2) Ginger: Its antioxidant and anti-inflammatory properties protect against cancer. It is also used as a herbal remedy for upset stomach and nausea, and can serve as an appetite stimulant.
Tip: Steep a few thin slices in hot water for 10 minutes to create a soothing tea.
3) Cayenne Pepper: This hot pepper contains capsaicin, a powerful antioxidant that helps with weight loss and is an anti-inflammatory food. Cayenne also contains beta-carotene. It is known to be toxic to cancer cells and helps prevent growth of cancer cells.
4) Saffron: This spice may be the most expensive, but it packs a good punch. It contains crocins (water-soluble carotenoids) that may inhibit tumor growth and progression of cancer.
5) Oregano: The richest source of antioxidants among herbs slows cancer growth and promotes apoptosis (cell death). It carries antibacterial properties and is a natural disinfectant.
Tip: Marinating with oregano can help reduce the formation of heterocyclic amines (HCAs) created when meat is cooked at high temperatures.
6) Garlic: The most powerful anti-cancer spice is part of the cancer-fighting allium group (onions, shallots, scallions, leeks, chives). Garlic helps boost the immune system to help fight diseases, as well as colds and flu. It also decreases the growth of cancer cells.
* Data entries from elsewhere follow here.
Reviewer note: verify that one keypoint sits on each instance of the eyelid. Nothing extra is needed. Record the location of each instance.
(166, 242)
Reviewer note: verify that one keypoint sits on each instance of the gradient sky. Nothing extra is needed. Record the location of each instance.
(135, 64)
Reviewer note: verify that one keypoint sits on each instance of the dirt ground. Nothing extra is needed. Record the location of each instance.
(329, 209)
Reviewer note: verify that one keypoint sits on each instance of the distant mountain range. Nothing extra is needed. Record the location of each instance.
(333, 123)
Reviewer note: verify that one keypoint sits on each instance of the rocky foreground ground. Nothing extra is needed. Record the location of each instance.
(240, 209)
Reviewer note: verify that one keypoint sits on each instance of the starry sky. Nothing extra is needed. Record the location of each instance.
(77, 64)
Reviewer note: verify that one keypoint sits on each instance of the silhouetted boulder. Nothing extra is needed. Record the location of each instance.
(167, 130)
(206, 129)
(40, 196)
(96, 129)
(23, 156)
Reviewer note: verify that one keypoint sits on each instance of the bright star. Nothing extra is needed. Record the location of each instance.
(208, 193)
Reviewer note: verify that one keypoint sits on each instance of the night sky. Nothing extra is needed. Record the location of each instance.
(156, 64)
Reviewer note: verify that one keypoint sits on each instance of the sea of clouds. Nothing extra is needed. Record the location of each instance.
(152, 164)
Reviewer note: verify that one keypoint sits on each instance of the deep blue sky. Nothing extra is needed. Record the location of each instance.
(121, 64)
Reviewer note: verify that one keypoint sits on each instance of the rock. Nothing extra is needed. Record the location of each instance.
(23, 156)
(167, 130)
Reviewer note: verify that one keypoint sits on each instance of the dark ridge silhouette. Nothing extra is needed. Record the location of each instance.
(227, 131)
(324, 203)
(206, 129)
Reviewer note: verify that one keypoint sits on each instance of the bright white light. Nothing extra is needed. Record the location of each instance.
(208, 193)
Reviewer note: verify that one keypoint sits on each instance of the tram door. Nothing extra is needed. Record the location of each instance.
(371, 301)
Tip: Take one daily dose - 1 clove and remember to “chop and stop” – chop and then let it sit for 10 minutes before using to allow for the formation of allicin (enzyme).
Cancer protection starts with your spice rack. Let’s add spice to our lives!
Cynthia Wigutow is a registered and licensed dietitian with about two decades of experience in acute and long-term care settings. She earned her Bachelor of Science in dietetics and nutrition from the University of Texas Health Science Center in Houston, Texas, and her Master of Science in dietetics and nutrition from Florida International University in Miami.
Cynthia currently serves as president of the Florida Academy of Nutrition and Dietetics.